Thailand’s Flash Group is shutting down its courier and logistics operations in Malaysia this month, ending a four-year push into one of Southeast Asia’s most competitive delivery markets.
The company will continue operating in Thailand, where it generates the bulk of its revenue, as well as in the Philippines. The exit underscores the challenges facing regional logistics startups that expanded aggressively during the e-commerce boom, only to confront rising costs and intense price competition as growth normalised.

Flash Express, the group’s flagship delivery arm, entered Malaysia in 2021 and scaled up rapidly. In 2022, it announced plans to create as many as 10,000 jobs in the country as part of a broader Southeast Asian expansion that also included the Philippines and Laos. At the time, Flash said it operated eight hubs in Peninsular Malaysia and one each in Sabah and Sarawak, with most of its workforce deployed in front-line delivery roles.

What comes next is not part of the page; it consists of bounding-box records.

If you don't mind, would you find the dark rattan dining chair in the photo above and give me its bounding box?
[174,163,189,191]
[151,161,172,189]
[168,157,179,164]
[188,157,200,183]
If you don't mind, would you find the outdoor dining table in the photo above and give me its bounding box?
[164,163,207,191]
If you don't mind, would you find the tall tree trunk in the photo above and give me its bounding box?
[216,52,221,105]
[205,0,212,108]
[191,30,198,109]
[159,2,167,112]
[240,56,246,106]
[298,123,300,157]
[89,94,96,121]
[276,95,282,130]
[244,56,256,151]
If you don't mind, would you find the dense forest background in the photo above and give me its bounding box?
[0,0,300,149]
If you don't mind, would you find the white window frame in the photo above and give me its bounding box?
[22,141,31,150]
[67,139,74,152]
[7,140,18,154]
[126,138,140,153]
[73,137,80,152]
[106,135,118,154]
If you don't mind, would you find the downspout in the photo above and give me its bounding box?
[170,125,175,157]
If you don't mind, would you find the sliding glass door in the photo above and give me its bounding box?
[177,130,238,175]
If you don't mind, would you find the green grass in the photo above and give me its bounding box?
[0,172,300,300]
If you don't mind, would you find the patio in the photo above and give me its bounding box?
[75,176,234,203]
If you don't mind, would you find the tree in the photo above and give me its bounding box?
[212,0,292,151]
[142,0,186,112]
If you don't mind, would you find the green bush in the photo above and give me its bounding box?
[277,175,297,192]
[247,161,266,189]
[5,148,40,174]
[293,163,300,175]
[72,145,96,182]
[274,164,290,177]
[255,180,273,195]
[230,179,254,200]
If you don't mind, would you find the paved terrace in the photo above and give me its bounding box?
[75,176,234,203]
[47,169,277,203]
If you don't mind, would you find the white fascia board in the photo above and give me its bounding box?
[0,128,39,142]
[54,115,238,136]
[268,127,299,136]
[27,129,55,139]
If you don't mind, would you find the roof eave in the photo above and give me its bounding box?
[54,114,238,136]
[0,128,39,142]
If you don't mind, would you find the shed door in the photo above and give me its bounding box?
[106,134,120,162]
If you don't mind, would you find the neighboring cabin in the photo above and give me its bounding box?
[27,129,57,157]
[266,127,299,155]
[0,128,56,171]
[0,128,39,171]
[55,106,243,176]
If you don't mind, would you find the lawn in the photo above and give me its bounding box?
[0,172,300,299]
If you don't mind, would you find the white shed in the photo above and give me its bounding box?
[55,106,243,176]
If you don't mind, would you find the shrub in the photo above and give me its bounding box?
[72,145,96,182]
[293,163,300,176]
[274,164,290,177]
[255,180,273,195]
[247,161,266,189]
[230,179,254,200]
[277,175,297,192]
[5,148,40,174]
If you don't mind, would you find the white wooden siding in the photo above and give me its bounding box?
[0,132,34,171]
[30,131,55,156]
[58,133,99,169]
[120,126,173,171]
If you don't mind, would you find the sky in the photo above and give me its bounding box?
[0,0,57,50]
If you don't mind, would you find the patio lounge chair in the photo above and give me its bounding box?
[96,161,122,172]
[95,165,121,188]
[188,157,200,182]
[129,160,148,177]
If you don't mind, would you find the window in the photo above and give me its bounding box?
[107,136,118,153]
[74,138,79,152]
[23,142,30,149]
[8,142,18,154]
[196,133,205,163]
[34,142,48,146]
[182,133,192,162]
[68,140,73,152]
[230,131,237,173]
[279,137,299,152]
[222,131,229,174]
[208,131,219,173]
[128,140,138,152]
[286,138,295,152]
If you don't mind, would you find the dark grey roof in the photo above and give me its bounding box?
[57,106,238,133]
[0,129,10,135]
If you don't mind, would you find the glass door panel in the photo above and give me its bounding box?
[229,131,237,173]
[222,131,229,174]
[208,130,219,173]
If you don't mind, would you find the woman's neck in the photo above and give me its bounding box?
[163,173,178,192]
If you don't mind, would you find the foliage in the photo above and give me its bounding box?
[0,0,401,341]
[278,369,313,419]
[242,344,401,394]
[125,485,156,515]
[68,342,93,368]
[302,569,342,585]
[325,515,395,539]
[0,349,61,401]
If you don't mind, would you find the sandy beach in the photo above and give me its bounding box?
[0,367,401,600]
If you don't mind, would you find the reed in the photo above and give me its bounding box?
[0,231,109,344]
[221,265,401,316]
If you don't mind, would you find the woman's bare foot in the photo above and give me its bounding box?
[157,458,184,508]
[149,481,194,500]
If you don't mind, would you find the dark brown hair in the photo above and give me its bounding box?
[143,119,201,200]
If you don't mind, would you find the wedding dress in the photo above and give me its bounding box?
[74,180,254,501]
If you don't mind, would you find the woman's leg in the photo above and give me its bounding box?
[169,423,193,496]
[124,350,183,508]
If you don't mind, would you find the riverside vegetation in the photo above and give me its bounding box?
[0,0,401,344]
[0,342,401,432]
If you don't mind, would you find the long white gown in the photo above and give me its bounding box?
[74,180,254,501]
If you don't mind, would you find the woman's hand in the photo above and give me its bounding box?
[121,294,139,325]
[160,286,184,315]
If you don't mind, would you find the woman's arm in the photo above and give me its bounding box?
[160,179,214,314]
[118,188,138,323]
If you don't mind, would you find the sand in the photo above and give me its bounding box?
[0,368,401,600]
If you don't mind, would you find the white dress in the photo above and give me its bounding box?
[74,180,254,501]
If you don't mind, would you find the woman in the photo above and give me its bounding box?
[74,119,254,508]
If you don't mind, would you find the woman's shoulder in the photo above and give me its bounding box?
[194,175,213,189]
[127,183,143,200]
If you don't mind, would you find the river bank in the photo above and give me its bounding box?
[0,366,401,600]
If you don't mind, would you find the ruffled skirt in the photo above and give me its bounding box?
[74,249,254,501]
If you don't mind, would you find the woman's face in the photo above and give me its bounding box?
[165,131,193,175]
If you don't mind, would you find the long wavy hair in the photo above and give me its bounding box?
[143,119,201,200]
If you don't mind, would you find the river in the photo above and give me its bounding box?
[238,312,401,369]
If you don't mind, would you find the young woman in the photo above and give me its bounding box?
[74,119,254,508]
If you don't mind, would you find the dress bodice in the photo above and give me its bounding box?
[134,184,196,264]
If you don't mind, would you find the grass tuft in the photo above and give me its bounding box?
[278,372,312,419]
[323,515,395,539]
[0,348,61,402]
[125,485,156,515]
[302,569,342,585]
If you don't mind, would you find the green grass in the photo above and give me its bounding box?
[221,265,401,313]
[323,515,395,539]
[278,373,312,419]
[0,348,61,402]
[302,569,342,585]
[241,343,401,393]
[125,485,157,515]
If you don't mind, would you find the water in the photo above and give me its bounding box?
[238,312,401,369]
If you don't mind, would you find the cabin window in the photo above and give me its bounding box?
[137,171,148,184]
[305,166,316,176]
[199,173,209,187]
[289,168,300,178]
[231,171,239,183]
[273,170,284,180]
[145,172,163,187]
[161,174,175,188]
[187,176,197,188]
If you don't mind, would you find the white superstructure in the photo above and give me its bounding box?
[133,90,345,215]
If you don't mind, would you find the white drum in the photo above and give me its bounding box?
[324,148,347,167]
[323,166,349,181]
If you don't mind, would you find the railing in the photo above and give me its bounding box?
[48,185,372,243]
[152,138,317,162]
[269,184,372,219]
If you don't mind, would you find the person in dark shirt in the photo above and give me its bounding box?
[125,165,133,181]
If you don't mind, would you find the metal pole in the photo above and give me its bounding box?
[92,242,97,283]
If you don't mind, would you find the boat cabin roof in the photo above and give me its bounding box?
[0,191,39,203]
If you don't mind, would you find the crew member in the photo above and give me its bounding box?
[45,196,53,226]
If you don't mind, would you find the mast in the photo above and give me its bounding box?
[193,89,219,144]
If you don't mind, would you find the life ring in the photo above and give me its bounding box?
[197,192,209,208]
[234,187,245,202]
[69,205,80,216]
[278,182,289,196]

The retrenchment comes despite Flash Group having recently returned to the black.
The company reached profitability in 2024, generating revenue of 24.7 billion baht ($720 million) and a net profit of 940 million baht ($30 million), per government data. In the three preceding years, revenue fluctuated while losses narrowed: revenue stood at 17.6 billion baht in 2021 with a small profit, fell to 14.8 billion baht in 2022 with a net loss of 2.19 billion baht, and rebounded to 20.1 billion baht in 2023 with a reduced loss of 559 million baht.
Flash Group was crowned Thailand’s first unicorn in 2022 after raising a combined $150 million in Series D+ and Series E funding rounds, led by SCB10X, the venture capital arm of Siam Commercial Bank, and Singapore-based Buer Capital. The company went on to secure 15 billion baht ($447 million) in a Series F round from an undisclosed investor in December 2023.